We are all very hopeful that, by summer, we will be able to relax restrictions and step up economic activity. We know that employers will want to hire lots of people. That is why we invested in a hiring incentive for employers.

We will always look closely at things to be sure we are doing what it takes to give Canadians all the help they need.

The BudgetOral Questions

3:15 p.m.

Liberal

The Speaker Liberal Anthony Rota

That is all the time we have today for question period.

Government Response to PetitionsRoutine Proceedings

3:15 p.m.

Winnipeg North Manitoba

Liberal

Kevin Lamoureux LiberalParliamentary Secretary to the President of the Queen’s Privy Council for Canada and Minister of Intergovernmental Affairs and to the Leader of the Government in the House of Commons

Mr. Speaker, pursuant to Standing Order 36(8)(a) I have the honour to table, in both official languages, the government's response to 17 petitions. These responses will be tabled in an electronic format.

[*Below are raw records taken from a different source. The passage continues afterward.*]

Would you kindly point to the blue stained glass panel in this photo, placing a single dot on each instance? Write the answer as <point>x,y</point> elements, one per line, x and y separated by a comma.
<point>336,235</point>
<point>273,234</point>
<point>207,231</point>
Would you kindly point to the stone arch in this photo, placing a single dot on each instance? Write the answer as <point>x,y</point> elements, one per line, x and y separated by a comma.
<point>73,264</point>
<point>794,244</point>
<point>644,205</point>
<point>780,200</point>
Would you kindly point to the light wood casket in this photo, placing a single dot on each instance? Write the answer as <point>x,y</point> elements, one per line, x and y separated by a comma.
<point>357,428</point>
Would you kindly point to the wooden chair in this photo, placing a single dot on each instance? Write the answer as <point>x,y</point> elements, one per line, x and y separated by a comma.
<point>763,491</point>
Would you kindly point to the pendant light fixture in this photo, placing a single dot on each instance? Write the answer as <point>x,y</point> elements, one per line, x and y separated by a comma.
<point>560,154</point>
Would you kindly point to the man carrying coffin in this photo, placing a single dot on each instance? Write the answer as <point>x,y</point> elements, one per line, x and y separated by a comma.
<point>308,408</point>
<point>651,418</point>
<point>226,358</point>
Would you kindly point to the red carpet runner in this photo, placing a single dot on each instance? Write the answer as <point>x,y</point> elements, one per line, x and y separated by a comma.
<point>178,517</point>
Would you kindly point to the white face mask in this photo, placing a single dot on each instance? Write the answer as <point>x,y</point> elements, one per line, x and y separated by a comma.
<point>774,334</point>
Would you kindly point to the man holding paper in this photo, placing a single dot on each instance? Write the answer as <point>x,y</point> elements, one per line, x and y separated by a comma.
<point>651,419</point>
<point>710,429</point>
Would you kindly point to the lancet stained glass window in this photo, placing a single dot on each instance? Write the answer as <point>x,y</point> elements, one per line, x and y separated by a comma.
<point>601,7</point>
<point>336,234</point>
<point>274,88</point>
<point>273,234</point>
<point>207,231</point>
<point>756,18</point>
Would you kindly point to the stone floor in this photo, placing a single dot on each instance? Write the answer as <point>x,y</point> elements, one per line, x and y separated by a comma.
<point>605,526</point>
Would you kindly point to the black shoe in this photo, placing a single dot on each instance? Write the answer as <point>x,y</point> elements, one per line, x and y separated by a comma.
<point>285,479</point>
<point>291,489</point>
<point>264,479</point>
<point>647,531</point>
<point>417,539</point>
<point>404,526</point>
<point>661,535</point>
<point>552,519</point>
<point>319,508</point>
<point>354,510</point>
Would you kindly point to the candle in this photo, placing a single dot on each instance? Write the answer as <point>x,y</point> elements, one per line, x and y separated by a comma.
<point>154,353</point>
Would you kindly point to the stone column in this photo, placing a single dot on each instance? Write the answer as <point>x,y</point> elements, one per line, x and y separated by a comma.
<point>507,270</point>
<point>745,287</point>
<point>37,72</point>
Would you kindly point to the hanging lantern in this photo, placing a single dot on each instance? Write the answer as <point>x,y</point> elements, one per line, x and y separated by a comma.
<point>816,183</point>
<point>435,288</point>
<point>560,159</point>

Human RightsPetitionsRoutine Proceedings

April 21st, 2021 / 3:15 p.m.

Conservative

Stephanie Kusie Conservative Calgary Midnapore, AB

Mr. Speaker, I have the honour today to present, in both official languages, petition e-2559, which calls upon the government to take further steps with the People's Republic of China. The specific actions are outlined within the petition as points of recommendation.

I look back to the years of the Harper administration when government, in its foreign policy, went by the values of justice, democracy, human rights and the rule of law. This petition and those who have signed it are in support of seeing these values once again brought back to our government.